[Tutor] Accessing the Web using Python

Danny Yoo dyoo@hkn.eecs.berkeley.edu
Tue Feb 11 22:05:03 2003


On Fri, 23 Aug 2002, Henry Steigerwaldt wrote:


> import urllib
>
> fwcURL = "http://isl715.nws.noaa.gov/tdl/forecast/fwc.txt"
>
> try:
>    print "Going to Web for data"
>    fwcall = urllib.urlopen(fwcURL).read()
>    print "Successful"
>    print "Will now print all of the data to screen"
>    print "fwcall = ", fwcall
> except:
>    print "Could not obtain data from Web"
> ______________________________________________
> Using this code the previous day, I had absolutely no problem
> getting the data.

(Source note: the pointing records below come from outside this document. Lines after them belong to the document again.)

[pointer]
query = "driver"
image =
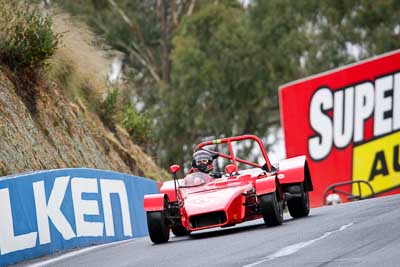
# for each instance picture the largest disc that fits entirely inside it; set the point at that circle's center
(202, 161)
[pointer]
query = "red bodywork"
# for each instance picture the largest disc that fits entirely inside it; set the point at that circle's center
(231, 199)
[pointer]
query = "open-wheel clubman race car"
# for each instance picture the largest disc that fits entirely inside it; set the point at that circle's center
(247, 189)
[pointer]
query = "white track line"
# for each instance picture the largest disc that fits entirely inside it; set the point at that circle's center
(286, 251)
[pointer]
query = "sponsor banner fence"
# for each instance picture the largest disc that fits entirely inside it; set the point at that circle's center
(347, 122)
(47, 211)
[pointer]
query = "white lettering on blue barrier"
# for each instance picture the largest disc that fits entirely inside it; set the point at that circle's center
(84, 207)
(51, 211)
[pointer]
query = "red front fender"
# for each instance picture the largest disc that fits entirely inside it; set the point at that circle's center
(154, 202)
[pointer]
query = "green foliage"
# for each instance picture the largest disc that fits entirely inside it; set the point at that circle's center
(26, 37)
(108, 109)
(138, 125)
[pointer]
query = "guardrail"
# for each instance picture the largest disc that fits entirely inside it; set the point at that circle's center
(47, 211)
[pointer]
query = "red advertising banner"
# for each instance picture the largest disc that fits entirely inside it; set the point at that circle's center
(347, 122)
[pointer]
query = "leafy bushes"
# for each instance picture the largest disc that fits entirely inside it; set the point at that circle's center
(112, 112)
(26, 37)
(138, 125)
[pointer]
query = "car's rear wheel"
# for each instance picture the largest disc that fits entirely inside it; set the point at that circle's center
(299, 206)
(272, 209)
(179, 230)
(158, 228)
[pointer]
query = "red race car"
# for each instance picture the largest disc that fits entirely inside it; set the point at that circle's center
(246, 190)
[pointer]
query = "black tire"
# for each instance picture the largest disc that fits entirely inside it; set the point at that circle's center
(299, 206)
(158, 228)
(272, 209)
(179, 230)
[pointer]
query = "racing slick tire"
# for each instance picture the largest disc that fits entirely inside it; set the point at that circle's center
(299, 206)
(179, 230)
(158, 228)
(272, 209)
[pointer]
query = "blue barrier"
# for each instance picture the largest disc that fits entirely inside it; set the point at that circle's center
(47, 211)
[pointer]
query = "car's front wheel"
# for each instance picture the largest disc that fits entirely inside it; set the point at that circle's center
(272, 209)
(158, 228)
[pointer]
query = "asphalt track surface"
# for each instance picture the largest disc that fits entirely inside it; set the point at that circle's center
(363, 233)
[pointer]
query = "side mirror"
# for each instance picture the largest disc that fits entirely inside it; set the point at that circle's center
(230, 169)
(174, 168)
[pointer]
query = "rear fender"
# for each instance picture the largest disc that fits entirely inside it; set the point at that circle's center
(295, 170)
(265, 185)
(155, 202)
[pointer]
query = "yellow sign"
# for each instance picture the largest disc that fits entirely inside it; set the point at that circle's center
(377, 162)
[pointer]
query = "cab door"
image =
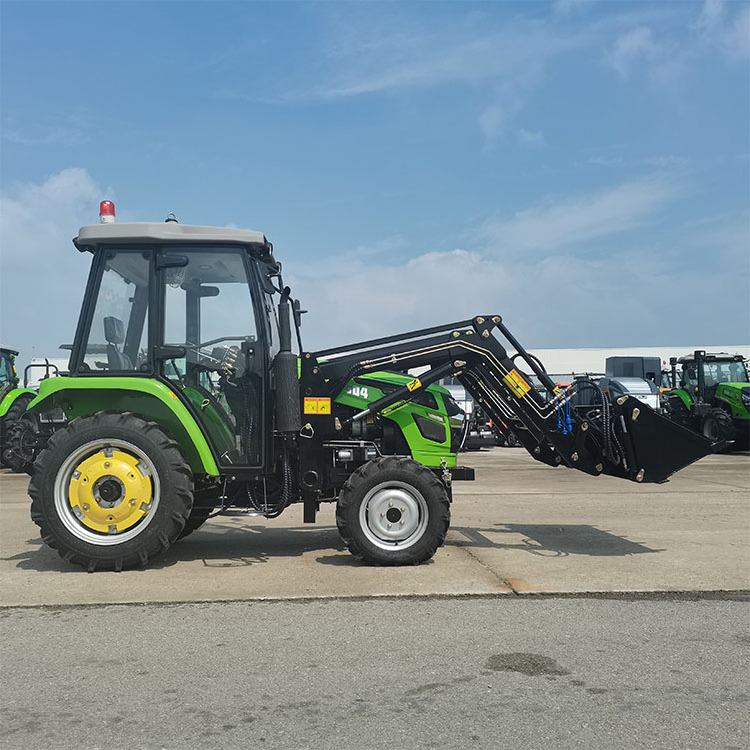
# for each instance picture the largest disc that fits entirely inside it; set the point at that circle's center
(213, 349)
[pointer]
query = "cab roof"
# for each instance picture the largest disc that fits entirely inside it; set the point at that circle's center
(718, 357)
(125, 233)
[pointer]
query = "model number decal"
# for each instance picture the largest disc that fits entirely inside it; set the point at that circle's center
(360, 391)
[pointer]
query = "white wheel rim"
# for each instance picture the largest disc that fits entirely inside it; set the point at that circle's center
(393, 515)
(65, 511)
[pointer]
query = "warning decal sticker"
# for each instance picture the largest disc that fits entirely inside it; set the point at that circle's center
(316, 405)
(515, 381)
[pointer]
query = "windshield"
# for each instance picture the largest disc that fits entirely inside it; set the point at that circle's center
(7, 369)
(716, 372)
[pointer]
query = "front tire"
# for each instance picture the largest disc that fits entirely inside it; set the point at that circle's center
(111, 491)
(393, 511)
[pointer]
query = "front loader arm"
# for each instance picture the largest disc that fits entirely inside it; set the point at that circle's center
(625, 438)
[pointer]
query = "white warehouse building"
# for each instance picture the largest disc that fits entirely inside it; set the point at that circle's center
(569, 361)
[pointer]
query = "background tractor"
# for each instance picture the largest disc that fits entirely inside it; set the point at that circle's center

However yesterday using the same code,
> most of the time this site could not be accessed at all.

[some text cut]

> I also noticed that a few times I would be able to access the site (i.e.
> the "Successful" would print to the screen), but each time absolutely
> NOTHING would be stored in the "fwcall" variable, unlike successful
> times when all the text information WAS stored in the variable.



Hi Henry,


We may need some more information; at the moment, the code is obscuring
some information that exceptions can provide.  Let's enable some more
diagnostics.  Can you change the except block to something like:

###
except:
    print "Could not obtain data from Web"
    traceback.print_exc()
###

You'll probably need to import the 'traceback' module for this.  The
additional line, that "traceback.print_exc()", will print out more
information about the excetion itself, and should give us insight into
what exactly is causing the magic to fizzle.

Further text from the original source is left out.